[BioC] Human Gene ST 1.0 probeset controls
Benilton Carvalho
bcarvalh at jhsph.edu
Mon Nov 9 16:37:00 CET 2009
yes. everything, but the Prof part, is correct. ;)
b
On Nov 9, 2009, at 1:17 PM, Javier Pérez Florido wrote:
> Thanks Prof. Carvalho,
> Is the rest of my e-mail correct?
> Thanks,
> Javier
>
>
> Benilton Carvalho escribió:
>> XM_001714578 was replaced by NM_001136561.
>>
>> http://www.ncbi.nlm.nih.gov/nuccore/NM_001136561?log$=seqview_status
>>
>> b
>>
>> On Nov 9, 2009, at 9:19 AM, Javier Pérez Florido wrote:
>>
>>>
>>> OK,
>>> So, to sum up (and check if I understand the Human Gene ST 1.0
>>> array), when summarizing to the gene level means that there are
>>> several probesets that compose a gene. To summarize to the gene
>>> level
>>> when normalizing, I executed:
>>> OligoEset<-rma(OligoRaw,target="core")

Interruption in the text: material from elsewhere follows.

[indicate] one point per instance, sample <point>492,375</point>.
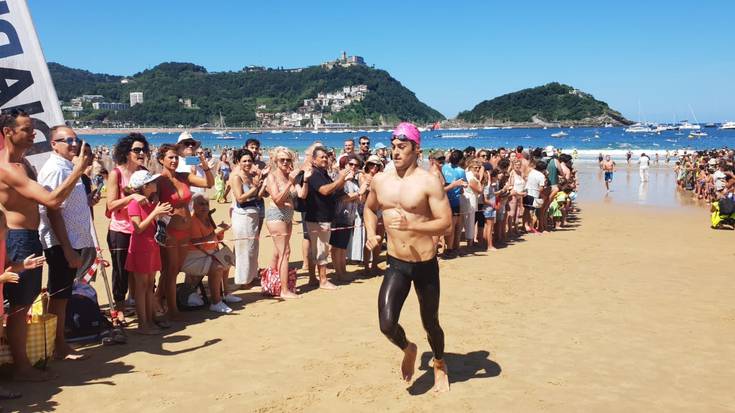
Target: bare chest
<point>407,195</point>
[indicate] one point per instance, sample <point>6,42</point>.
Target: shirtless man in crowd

>>> and I got 33297 genes (transcript ids).
>>>
>>> Using the following query on pd.hugene.1.0.st.v1:
>>> dbListTables(conn)
>>> dbListFields(conn,"type_dict")
>>> info2<-"SELECT * from type_dict"
>>> result<-dbGetQuery(conn,info2)
>>>
>>> I got:
>>> # type type_id
>>> #1 1 main
>>> #2 2 control->affx
>>> #3 3 control->chip
>>> #4 4 control->bgp->antigenomic
>>> #5 5 control->bgp->genomic
>>> #6 6 normgene->exon
>>> #7 7 normgene->intron
>>> #8 8 rescue->FLmRNA->unmapped
>>>
>>> I also executed the following query:
>>> conn<-db(pd.hugene.1.0.st.v1)
>>> dbListTables(conn)
>>> info = dbGetQuery(conn, paste("SELECT DISTINCT meta_fsetid as
>>> transcript_id, type_id",
>>> "FROM featureSet, core_mps, type_dict",
>>> "WHERE featureSet.fsetid=core_mps.fsetid",
>>> "AND featureSet.type=type_dict.type"))
>>>
>>> I have a complete processed example (it is summarized to the gene
>>> level, and it has the ACC number, Symbol information, etc for each
>>> transcript id). I wanted to reproduce the example by myself using
>>> the
>>> raw data. When matching the transcript_id field given by the above
>>> query and the transcript_id given by the example data set, the
>>> following information can be extracted:
>>> • control->affx are related to other-spike y AFFX probe sets (57
>>> probe sets)
>>> • normgene->exon are related to 1195 pos_control probe sets
>>> • normgene->intron are related to 2904 neg_control probe sets
>>> So, I suppose that there are about 4156 control transcripts.
>>>
>>> Since I summarized to the gene level, I have used the annotation
>>> file
>>> "hugene10sttranscriptcluster.db". I've tried to get the ACC number
>>> and the Symbol for some transcript_id. The idea was to check if the
>>> results given were the same as the example I have. For example:
>>>
>>> hugene10sttranscriptclusterACCNUM[["7912580"]]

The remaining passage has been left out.